Soil erosion by wind may occur wherever dry, sandy or dusty surfaces, inadequately protected by vegetation, are exposed to strong winds. Erosion involves the pickin g up and blowing away of loose fine grained material within the soil.
Dust storms are very disagreeable and also the land is robbed of its long-term productivity
(humus (vegetable matter) is lighter and likely to be removed first). Crop damage, especially of young crops, can be serious. Either the roots are exposed as the wind blows away the top soil or else wind blown soil from elsewhere cover the seeding up – either way the crop will be lost.
Long term damage is even greater. Finer soil fractions (silt, clay, and organic matter) are removed and carried away by the wind, leaving the coarser
fractions behind. This sorting action not only removes the most important material from the standpoint of productivity and water retention, but leaves a more sandy, and thus an even more erodible, soil than the original.
The Impacts of humans on soil erosion
The most common human impact is due to population growth. This leads to increased pressure on the land and its resources. Overgrazing is a major problem. This causes vegetation loss and makes the soil much more vulnerable to erosion without the protective net of roots to withstand the pressures of water and wind. Intensive cultivation can cause loss of nutrients and soil exhaustion. This may lead to deforestation. Another major cause of deforestation is the cutting down of trees for fuel wood or clearing it for agriculture.
In practice the casues of soil eroiosn are usually a combination of physical and human causes, as you see below.
An example: The impacts of human activity on National Parks
Most types of vegetation can withstand some disturbance and will recover naturally in time. The level of recreational disturbance which an area can tolerate without damage is described as its recreational carrying capacity.
The effects of recreation are not evenly spread. They are mainly found around places such as car parks, pony trekking routes, river crossing points, riverside picnic sites and on popular walking routes such as from a car park to a tor.
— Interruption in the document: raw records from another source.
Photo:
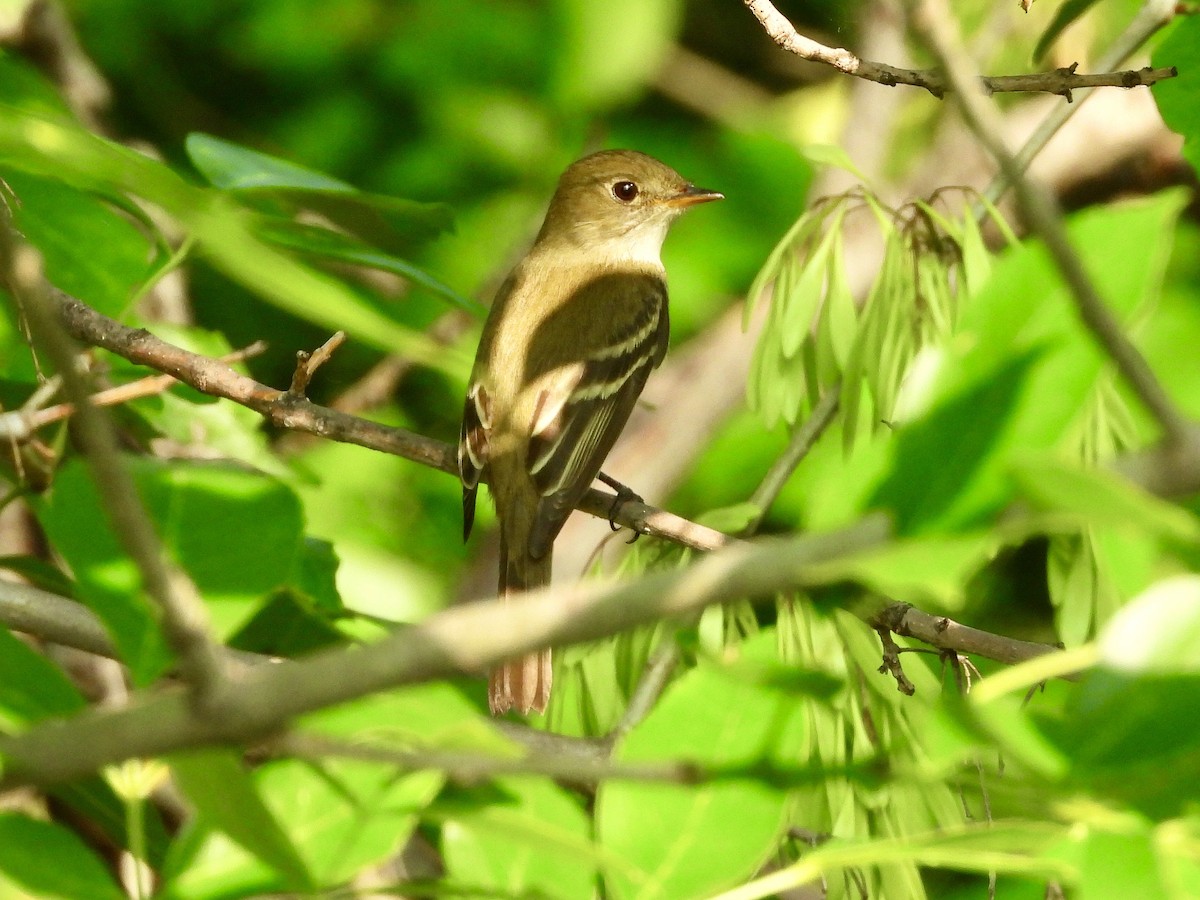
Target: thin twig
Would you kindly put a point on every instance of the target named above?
(280, 408)
(309, 363)
(1061, 81)
(465, 639)
(933, 21)
(184, 615)
(1151, 18)
(891, 664)
(121, 394)
(803, 441)
(654, 681)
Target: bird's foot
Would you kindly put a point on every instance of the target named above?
(624, 495)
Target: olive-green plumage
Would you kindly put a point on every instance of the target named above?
(571, 337)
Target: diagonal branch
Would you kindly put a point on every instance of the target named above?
(1060, 81)
(184, 615)
(289, 411)
(933, 22)
(462, 640)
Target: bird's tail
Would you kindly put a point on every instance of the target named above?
(523, 683)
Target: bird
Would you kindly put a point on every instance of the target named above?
(569, 342)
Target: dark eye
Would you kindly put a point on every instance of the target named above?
(624, 191)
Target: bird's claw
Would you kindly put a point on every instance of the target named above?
(624, 495)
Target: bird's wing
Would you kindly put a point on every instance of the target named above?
(580, 417)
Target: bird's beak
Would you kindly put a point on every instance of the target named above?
(690, 196)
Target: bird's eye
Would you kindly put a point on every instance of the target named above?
(624, 191)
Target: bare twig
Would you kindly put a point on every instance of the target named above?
(465, 639)
(891, 664)
(934, 22)
(803, 441)
(1061, 81)
(21, 424)
(286, 411)
(948, 635)
(309, 363)
(184, 616)
(1151, 17)
(654, 681)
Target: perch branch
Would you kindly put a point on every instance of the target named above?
(462, 640)
(184, 615)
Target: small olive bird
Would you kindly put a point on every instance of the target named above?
(570, 340)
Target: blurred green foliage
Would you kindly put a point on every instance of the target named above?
(377, 167)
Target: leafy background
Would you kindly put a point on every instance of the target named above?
(431, 135)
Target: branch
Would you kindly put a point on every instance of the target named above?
(1061, 81)
(295, 413)
(463, 640)
(184, 615)
(803, 441)
(1151, 17)
(933, 22)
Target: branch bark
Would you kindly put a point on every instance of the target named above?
(1060, 81)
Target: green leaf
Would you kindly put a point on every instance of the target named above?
(90, 250)
(389, 222)
(237, 168)
(286, 627)
(832, 155)
(1179, 99)
(345, 249)
(238, 533)
(939, 456)
(593, 75)
(918, 570)
(1102, 497)
(226, 797)
(535, 844)
(346, 815)
(435, 717)
(52, 862)
(1019, 372)
(31, 688)
(678, 839)
(107, 581)
(1131, 730)
(1121, 863)
(222, 229)
(235, 532)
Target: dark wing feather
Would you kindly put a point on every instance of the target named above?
(629, 340)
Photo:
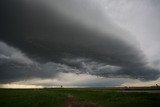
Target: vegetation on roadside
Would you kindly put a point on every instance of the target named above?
(100, 97)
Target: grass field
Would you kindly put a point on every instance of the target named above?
(87, 97)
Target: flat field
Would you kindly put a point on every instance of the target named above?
(81, 97)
Erosion is often caused by a combination of factors. Livestock grazing, farmers’ vehicles, hikers’ boots, horse riding and mountain bikes can all play a part in damaging the vegetation. These factors, combined with natural forces, determine the extent of erosion and the speed at which it occurs.
1. Trampling by walkers, climbers and livestock has exposed the soil around the base of the rocks.
2. People have driven vehicles onto the open land causing damage around the car park and roadsides.
3. Popular routes used by thousands of visitors which created erosion gullies and muddy impassable ground
4. Paths suffer from both narrowing by gorse encroachment and increased erosion from water runoff.
Techniques Used to improve the situation
1. Low grassed banks have been created beside the roads and in car parks
2. Access using boulders can block off grass parking areas in the winter when the ground is soft and more vulnerable to damage from tyres. This both protects the grass and reduces the number of people using the area.
3 These gullies have been filled in and the turf restored on the steeper parts of the path.
4 Gorse clearance (burning and mowing) has been undertaken so as to widen or increase the number of paths and so spread the load of walkers walking between the two points.
5. Grassed over, open drainage gullies have been created to divert rainwater away from the well used paths and reduce the possible gully erosion.
6 Granite paving slabs and rocks have been used to create a solid base on a wet, boggy part of the path
7 Education by way of information sheets and notices are used to ask people to behave in a way that protects the environment.